I’LL SUSPEND YOUR DISBELIEF [143]


I don’t need an excuse to think about the “Back to the Future” films, but on 21st October 2015, everybody had one – we finally reached the day when Marty McFly arrived in his own future, to stop his son from being sent to prison. Every detail was pored over: from flying cars, drones and flat-screen televisions to hands-free computer games, hoverboards, and paying for items using your fingerprints. However, all the misses were also scrutinised: continued use of fax machines, hydrated food, self-drying jackets, and nineteen Jaws films. The makers of the film disliked films that tried to predict the future, but they knew they must have flying cars in their own. Time travel itself appears to have been a moot point.
Having reached 2019, it is now time to break out my copies of “Blade Runner” and “Akira,” both films set “this year,” not to compare with real life, or to compare with each other, but because a coincidence of their settings have made them timely. I am opposed to running any type of granular, futurological analysis of these films – that sort of scrutiny is reserved for Steven Spielberg’s version of “Minority Report,” which employed a think tank of futurologists, or “2001: A Space Odyssey,” with its script written by Arthur C. Clarke. Furthermore, any futuristic elements to artistic works like “Blade Runner” or “Akira” only exist to serve the story they have been made to tell.

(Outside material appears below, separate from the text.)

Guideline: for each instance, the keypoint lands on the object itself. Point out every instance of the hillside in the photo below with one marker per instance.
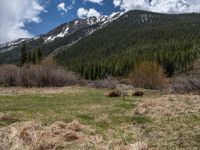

What resonated for me is how current preoccupations turn out to be constant. Both films feature issues of identity mixed into resistance against established order, be they Replicants or members of teenage street gangs. The nature of the human body, and what it means to be human, is put under stress, and must be adapted to survive. Both films are set in concrete jungles, washed in neon and advertising, but while what hangs over the city of “Blade Runner” is the broken weather system caused by climate change, in the world of “Akira,” it is the history of nuclear warfare: the original manga, begun in 1982, imagine a third world war, and a nuclear blast on Tokyo, as imminent, given the Cold War climate and Japan’s proximity to the Soviet Union. Terrorism, however, remains as much of a threat as it ever was.
Watching these films today, it is clear they build their worlds extremely well: the background against which the stories of “Blade Runner” and “Akira” are told are entirely believable because they are evocative of our own. It also helps that Jean Giraud, the comic book artist also known as "Moebius," was counted as an influence when both films were made. Of course, you will also see company logos advertised everywhere, because we have them now: Kaneda’s motorcycle in “Akira” is emblazoned with logos for Citizen and Canon, while the now-anachronistic presence of Atari and Pan Am in “Blade Runner” has probably helped the longevity of those brands, Atari having passed through several hands, and Pan Am now being used as the name for an American regional train company.

The year 2019 is remarkable in having been used as a future year by two big films, but it comes as a result of picking a date one or two generations ahead of where you stand. However, if you choose a year to set your story, stick with it, and don’t change it if it didn’t work out. Philip K. Dick’s original story “Do Androids Dream of Electric Sheep?” was published in 1968, and set in 1992, but while it is clear that when it was filmed as “Blade Runner,” made in 1982, a sensible decision was made to set their story further away, later editions of Dick’s novel moved its year further back to 2021. Perhaps John Carpenter should change all the references to 1997 he made in “Escape to New York.”
I can understand why “Akira” had to be set in 2019, as a major part of the plot is it is set one year before Neo-Tokyo is due to host the XXXII Summer Olympic Games... I don’t know if that was why the city subsequently made, and won, a bid in 2013 to host that very games, but with both the manga and film being featured in marketing for the games, expect nostalgia for “Akira” to make it more prescient as time goes on.